Поэтому следовало узнать каждое литературное произведение, выявить его основную тональность, прежде чем найти ему место в наших «галереях ощущений». Предприятие было не из легких, потому что ни одна из галерей не имела четкого названия. «Назвать — значить сузить, обеднить понятие», — объяснял мсье Гилель. Со временем и с помощью мсье Гилеля я научился определять основные «галереи»: романы, объединенные принципом веры в любовь, а на полке напротив — романы, поселяющие сомнения в любви; романы, чтоб бояться — в эту группу объединялись приключенческие романы и романы ужасов, а также политические детективы; романы, создающие новые пространства, к ним относились книги, действие которых происходило в одном каком-нибудь замкнутом географическом районе — во Франции и за рубежом, и к ним же примыкали научно-фантастические романы; отдельно стояли романы о боли и горе, объединяющие рассказы о личных переживаниях, и произведения о Холокосте, геноциде армян или событиях в Руанде; были еще исторические романы, наиболее общепринятая и очевидная из всех категорий, но и они подразделялись на произведения о победе человека и поражении человека. И еще десятки «галерей» в таком же духе.

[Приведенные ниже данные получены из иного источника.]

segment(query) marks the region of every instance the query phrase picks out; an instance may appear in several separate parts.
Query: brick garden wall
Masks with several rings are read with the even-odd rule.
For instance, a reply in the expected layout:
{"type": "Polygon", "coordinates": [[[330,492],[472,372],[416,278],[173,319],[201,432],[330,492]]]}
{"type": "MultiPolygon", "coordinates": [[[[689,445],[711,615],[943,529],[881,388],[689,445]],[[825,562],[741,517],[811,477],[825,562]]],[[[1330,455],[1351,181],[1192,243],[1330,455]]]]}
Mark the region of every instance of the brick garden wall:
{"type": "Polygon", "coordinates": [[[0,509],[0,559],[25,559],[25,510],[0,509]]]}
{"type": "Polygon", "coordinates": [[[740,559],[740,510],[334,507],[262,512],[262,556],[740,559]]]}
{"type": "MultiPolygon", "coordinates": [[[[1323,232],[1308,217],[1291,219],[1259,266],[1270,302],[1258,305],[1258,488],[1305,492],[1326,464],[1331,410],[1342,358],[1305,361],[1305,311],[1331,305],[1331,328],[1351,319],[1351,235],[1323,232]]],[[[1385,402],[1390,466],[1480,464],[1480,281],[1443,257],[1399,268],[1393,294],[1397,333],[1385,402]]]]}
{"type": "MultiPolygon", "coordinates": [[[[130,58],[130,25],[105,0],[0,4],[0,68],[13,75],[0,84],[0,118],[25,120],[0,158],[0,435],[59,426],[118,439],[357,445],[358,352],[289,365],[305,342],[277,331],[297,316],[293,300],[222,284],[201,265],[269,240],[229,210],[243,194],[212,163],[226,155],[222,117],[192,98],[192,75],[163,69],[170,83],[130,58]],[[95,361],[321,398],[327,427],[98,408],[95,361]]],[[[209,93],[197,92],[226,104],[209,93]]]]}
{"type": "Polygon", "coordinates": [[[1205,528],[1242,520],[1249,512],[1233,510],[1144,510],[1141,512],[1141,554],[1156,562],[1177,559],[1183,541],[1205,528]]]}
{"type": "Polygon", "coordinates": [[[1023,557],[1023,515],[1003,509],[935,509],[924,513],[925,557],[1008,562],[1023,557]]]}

Я мало общался с клиентами, а если и общался, то не по своей инициативе. Мсье Гилель объяснил мне, что для него предпочтительней, чтобы посетители в магазине чувствовали себя свободно, могли ходить вдоль полок и читать на месте, если им заблагорассудится, а докучать им объяснениями не следует. «Это не клиенты, это наши гости. Мы занимаемся книгами, а книги сами занимаются гостями», — торжественно объявил он.

Таким образом, в мои обязанности входило только отвечать на вопросы, если клиентам нужны были какие-то пояснения или если они хотели обсудить прочитанную книгу. И действительно, немногие были просто клиентами. Люди заходили, приветствовали мсье Гилеля быстрой улыбкой или кивком головы и мгновенно забывались за чтением или принимались ходить вдоль полок, зорко вглядываясь в обложки.

— Вас не беспокоит, что в основном все эти… гости только ходят и никогда ничего не покупают? — поинтересовался я однажды, наблюдая, как он подсчитывает скудную выручку.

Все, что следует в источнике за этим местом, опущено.